|Virginia Prince in |
Fortunately later in life, my contact group expanded and I was able to take advantage of my new peer group. It all started with me when I discovered "Virginia Prince" and her "Transvestia" magazine. As I remember, it was published every two months and I couldn't wait to receive my new edition. Of primary importance to me were the announcements of regional transvestite "mixers". One of which was within driving distance to me where I lived in Ohio. Naturally, I couldn't wait to attend one of the mixers if I could get the trip approved by my wife. Finally she went along with the idea and she even helped me to try to pick out an outfit to wear.
Regardless of our disagreements on what I thought I should wear versus her ideas, I went and I learned. Most likely the biggest lesson I learned was the different layers and types of the other attendees I met. Every layer from the so called beautiful mean girls to the overtly masculine cross dressers and me in between. I just didn't feel comfortable in either group.
It wasn't until much later in life I finally discovered why. When the transgender term was introduced, I knew then I discovered an idea I could identify with. I felt that surgery wasn't the driving force in my quest to live a feminine existence but the mere fact of being able to live as my authentic self was.
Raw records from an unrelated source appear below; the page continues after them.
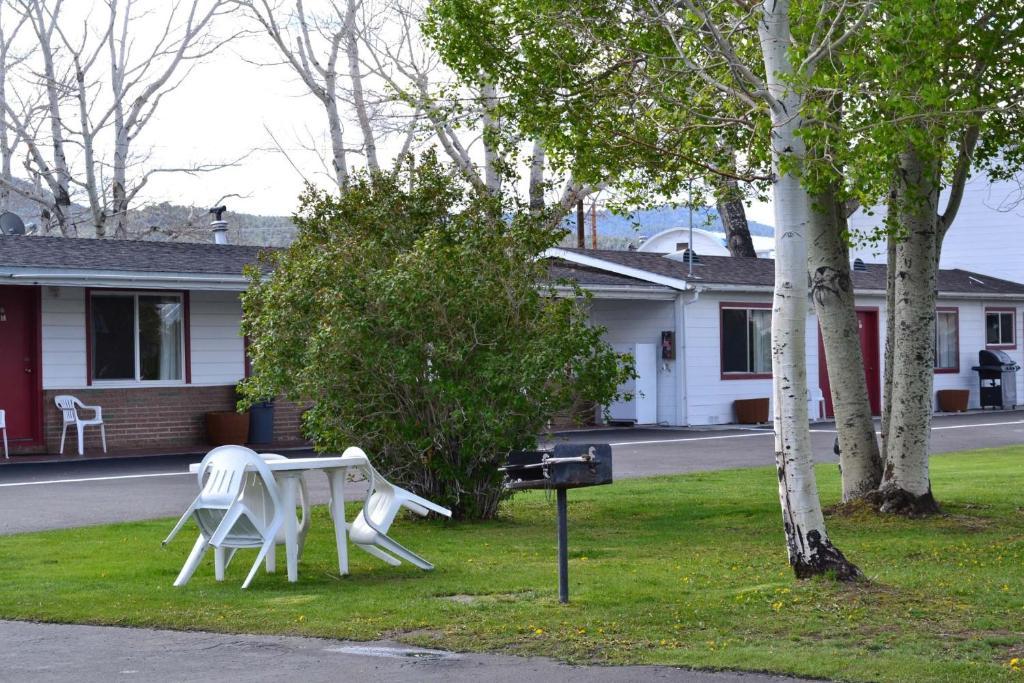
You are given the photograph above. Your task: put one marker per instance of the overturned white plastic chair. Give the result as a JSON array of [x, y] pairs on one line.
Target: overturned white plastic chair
[[369, 529], [226, 521], [69, 407], [256, 497]]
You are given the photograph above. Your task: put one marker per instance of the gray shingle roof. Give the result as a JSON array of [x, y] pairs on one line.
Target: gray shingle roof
[[585, 275], [83, 254], [761, 272]]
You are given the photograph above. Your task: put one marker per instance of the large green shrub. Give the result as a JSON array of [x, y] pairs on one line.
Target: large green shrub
[[415, 316]]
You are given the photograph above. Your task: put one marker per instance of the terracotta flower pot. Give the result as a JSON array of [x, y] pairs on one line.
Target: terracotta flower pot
[[226, 427], [952, 400], [751, 411]]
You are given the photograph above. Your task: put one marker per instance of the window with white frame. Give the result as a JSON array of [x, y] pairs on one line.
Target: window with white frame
[[137, 337], [745, 341], [946, 340], [999, 327]]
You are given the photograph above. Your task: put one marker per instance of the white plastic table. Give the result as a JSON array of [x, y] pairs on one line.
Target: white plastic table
[[336, 467]]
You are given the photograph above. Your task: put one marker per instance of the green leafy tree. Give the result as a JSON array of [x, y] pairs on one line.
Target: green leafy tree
[[653, 93], [414, 314]]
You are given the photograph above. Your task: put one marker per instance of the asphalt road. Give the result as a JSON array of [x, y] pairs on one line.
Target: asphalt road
[[76, 493], [47, 653]]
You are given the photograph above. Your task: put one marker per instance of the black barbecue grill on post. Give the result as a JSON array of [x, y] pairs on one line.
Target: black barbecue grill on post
[[997, 377], [565, 466]]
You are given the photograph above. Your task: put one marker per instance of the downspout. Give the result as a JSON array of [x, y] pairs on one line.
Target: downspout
[[682, 384]]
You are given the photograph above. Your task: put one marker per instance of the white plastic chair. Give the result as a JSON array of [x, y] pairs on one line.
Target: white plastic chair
[[255, 495], [225, 520], [369, 529], [69, 406]]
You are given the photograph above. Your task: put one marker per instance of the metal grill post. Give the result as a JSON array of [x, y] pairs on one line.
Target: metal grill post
[[563, 556]]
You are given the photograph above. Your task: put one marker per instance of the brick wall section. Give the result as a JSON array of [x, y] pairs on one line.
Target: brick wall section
[[156, 417]]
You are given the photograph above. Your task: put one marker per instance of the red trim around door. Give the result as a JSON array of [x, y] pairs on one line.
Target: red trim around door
[[186, 321], [873, 384], [38, 439]]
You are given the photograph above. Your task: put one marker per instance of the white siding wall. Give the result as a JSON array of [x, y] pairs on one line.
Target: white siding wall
[[709, 396], [217, 349], [972, 339], [64, 337], [643, 322]]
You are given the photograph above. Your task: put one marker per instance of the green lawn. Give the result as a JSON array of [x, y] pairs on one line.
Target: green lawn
[[680, 570]]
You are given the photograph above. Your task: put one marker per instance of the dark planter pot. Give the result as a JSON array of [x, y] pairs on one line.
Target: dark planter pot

And the authentic self proved to be my inner woman.
During her path to the surface, she received quite a bit of help. It took the village I mentioned to enable her to finally break free. I don't mention enough the group of cis women who embraced me when I came out of my gender closet. Then, after the first group, there was a second circle (as I like to call them) who helped me solidify my new life and move on. I will mention them more in another blog post.
In the meantime, even though it took me years to realize it, a village was welcome and needed for me to find my way to a life I really wanted to lead. As a full time transgender woman.